The initialization will fail. When you specify `OEM_LSTM_ONLY`, Tesseract attempts to load LSTM-specific model components from the traineddata file. If these neural network components are missing—meaning you only have legacy-format traineddata—the `Init()` call returns a non-zero error code and OCR cannot proceed. You must download LSTM-compatible traineddata files from the Tesseract GitHub repository or use `OEM_TESSERACT_ONLY` instead.

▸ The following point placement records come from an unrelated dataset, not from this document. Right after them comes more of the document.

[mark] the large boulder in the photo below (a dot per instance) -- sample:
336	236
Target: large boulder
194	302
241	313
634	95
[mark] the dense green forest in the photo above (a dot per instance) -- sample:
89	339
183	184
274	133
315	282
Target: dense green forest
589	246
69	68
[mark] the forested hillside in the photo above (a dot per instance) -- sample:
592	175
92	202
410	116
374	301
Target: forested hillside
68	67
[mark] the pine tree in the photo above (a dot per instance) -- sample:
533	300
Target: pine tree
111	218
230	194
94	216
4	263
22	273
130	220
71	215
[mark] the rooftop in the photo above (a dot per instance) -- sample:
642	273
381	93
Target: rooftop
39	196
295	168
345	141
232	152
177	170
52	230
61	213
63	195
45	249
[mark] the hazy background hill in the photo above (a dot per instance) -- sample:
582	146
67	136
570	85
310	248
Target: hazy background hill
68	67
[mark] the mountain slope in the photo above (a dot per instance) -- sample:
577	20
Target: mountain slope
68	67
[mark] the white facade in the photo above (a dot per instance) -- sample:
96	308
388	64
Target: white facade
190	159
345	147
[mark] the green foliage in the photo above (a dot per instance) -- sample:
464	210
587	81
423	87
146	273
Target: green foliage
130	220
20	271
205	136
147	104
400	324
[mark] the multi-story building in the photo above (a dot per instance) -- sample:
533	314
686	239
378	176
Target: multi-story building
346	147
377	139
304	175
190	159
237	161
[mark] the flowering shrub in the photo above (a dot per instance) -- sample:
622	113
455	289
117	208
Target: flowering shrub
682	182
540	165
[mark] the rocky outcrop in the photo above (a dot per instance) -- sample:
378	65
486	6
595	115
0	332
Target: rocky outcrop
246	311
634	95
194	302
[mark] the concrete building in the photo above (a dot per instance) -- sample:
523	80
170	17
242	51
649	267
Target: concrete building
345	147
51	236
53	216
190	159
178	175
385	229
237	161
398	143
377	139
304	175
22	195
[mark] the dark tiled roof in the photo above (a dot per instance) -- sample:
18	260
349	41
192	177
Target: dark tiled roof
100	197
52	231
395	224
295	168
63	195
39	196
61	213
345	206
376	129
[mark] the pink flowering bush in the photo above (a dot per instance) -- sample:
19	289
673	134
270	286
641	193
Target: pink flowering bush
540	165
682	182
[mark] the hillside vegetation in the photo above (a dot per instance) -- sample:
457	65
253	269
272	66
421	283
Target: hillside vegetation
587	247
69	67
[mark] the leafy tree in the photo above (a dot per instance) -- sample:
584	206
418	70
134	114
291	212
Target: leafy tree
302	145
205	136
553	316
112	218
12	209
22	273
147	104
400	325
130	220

### Is OEM_TESSERACT_ONLY still supported in Tesseract 5.x?

While `OEM_TESSERACT_ONLY` remains functional in Tesseract 5.x, it is officially marked as deprecated in the source code. The Tesseract development team is phasing out the legacy engine in favor of the LSTM neural network architecture. You can still compile and run the legacy engine by setting the appropriate OEM value, but future releases may remove this capability entirely, and bug fixes for the legacy engine are no longer prioritized.

### Which OEM mode should I choose for handwritten text recognition?

For handwritten text, you should use `OEM_LSTM_ONLY`. The legacy Tesseract engine was designed primarily for printed text with clear character segmentation, and it performs poorly on connected handwriting or cursive scripts. The LSTM neural network processes entire text lines as sequences rather than individual characters, making it significantly more robust for handwritten content. Ensure you use traineddata files specifically fine-tuned for handwriting when available, as standard models optimized for printed text may still struggle with heavy cursive writing.